MeSC fail to arrest in G₂ after etoposide treatment. (A) Cells treated with 1 μM etoposide were analysed by FACS 24 h later. Note the larger G₂ peak on the histogram in etoposide-treated SkSC but not in MeSC. (B) DNA histograms were analysed and the results from two experiments were averaged and are shown in the figure (numbers are per cent). (C) Semiquantitative RT–PCR analysis for p53-indicible genes in SC treated with 1 μM etoposide for 24 h.

Figure 6

MeSC fail to undergo apoptosis after vincristine treatment. (A) Cells treated with 1 nM vincristine for 24 h were double stained with PI and AV and analysed by FACS. An increase in PI⁺/AV⁺ and PI⁻/AV⁺ cells was detected in vincristine-treated SkSC compared to MeSC. (B) The average numbers of early apoptotic AV⁺ cells from two experiments were plotted. ^*Results are statistically significant (P<0.05) by student's t-test.

Figure 7

p53 function is impaired in stromal cells from PC3 and TRAMP prostate tumours. (A) Both PC3SC and TRAMPSC had a fibroblast-like morphology (a) and uniformly expressed FSP-1 (b). (B) After treatment with etoposide (10 μM, 8 h) or vincristine (1 nM, 24 h), p53 accumulation was diminished in TRAMPSC and PC3SC compared to normal SkSC (a).

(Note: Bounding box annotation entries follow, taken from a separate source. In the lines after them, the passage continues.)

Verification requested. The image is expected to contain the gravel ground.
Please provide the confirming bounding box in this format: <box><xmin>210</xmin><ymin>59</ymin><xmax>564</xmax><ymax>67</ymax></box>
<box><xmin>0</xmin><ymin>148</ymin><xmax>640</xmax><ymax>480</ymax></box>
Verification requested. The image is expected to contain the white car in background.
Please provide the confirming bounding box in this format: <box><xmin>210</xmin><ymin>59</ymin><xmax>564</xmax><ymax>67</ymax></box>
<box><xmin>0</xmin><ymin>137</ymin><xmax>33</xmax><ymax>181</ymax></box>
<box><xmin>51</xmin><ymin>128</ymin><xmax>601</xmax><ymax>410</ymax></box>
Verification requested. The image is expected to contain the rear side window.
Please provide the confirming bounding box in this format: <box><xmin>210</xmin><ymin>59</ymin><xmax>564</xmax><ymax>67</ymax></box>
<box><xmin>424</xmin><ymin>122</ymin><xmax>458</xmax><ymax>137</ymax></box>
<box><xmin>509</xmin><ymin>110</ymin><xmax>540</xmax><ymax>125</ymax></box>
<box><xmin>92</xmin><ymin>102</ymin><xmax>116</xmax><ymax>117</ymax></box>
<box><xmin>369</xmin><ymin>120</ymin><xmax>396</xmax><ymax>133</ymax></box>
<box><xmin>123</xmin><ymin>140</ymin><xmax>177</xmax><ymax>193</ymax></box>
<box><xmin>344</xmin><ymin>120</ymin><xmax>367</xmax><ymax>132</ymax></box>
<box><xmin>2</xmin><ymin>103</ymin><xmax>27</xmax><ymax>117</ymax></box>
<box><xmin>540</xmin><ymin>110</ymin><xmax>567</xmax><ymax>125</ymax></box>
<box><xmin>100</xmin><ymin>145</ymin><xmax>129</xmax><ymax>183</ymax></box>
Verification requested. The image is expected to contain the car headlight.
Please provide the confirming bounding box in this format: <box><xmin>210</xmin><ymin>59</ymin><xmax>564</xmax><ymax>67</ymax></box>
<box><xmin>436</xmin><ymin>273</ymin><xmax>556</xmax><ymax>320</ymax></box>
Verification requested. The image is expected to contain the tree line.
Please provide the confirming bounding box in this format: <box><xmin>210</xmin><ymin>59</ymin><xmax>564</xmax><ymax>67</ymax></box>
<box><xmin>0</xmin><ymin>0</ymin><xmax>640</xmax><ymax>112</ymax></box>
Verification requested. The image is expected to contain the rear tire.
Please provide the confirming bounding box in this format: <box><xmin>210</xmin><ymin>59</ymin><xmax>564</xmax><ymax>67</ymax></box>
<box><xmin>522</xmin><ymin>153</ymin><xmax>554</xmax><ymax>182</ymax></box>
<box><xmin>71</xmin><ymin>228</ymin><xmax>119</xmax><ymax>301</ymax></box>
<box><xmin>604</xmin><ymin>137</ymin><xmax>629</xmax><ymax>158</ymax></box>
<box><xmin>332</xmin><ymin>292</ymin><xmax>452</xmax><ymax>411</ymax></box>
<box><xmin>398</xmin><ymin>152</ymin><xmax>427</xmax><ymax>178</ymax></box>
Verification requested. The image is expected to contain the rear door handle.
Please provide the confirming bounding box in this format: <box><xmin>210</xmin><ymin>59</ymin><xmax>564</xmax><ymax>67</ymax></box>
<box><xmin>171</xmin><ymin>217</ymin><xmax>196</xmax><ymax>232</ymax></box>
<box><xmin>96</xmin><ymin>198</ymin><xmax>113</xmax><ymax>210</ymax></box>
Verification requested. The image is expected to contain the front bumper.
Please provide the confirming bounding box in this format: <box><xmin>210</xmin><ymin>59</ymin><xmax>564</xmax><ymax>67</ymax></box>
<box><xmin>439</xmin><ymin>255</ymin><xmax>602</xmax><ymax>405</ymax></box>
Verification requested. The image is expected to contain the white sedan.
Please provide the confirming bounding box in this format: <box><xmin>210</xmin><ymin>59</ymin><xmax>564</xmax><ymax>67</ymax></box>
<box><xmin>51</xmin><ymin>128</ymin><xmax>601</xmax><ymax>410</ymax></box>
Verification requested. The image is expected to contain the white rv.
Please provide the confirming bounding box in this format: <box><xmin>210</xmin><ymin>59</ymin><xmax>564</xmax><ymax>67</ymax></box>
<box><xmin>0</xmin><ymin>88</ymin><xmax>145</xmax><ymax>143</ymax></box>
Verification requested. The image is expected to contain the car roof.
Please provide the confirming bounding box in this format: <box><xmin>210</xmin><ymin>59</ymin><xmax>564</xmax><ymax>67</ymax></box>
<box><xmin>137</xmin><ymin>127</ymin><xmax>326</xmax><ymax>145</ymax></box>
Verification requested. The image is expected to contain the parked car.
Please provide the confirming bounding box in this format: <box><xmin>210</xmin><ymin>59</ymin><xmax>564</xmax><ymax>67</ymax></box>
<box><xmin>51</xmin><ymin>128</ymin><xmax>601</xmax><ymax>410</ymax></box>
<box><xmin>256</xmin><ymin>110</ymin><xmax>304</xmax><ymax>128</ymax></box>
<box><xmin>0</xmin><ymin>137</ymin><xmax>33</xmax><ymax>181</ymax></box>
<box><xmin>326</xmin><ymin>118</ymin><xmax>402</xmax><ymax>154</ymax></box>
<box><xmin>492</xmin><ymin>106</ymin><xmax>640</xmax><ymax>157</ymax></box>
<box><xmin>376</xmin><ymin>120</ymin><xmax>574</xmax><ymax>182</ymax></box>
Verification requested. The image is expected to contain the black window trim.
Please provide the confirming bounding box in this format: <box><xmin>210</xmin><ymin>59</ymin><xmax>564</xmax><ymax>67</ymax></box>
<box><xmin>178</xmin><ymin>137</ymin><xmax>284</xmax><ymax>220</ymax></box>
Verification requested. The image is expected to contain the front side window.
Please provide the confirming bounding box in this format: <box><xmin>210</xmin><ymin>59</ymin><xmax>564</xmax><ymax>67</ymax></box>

Western blotting for pSER15 and pSER20 after vincristine (b) (1 nM, 24 h) or etoposide (8 h) treatment (c). Blots were striped and re-probed with p53 or β-actin antibodies. (C) Viabilities of TRAMPSC and PC3SC after treatment with etoposide (a) or vincristine (b). Cells were plated in triplicate and treated with each drug for 72 h before dispersing in trypsin and counting. Asterisk (^*) indicates results are statistically significant (P<0.05) by Student's t-test when comparing SkSC vs PC3 SC and a dagger (†) when comparing SkSc vs TRAMP SC.

Figure 8

Tumour stromal cells have multiple centrosomes and aneuploid karyotypes. (A) Centrosomes were labeled with pericentrin antibodies and counted. One hundred cells were scored and averaged from three different fields. (B) Karyotypes for SkSC, MeSC, PC3SC, and TRAMPSC showing aneuploidy in all tumour SC, whereas SkSC were normal.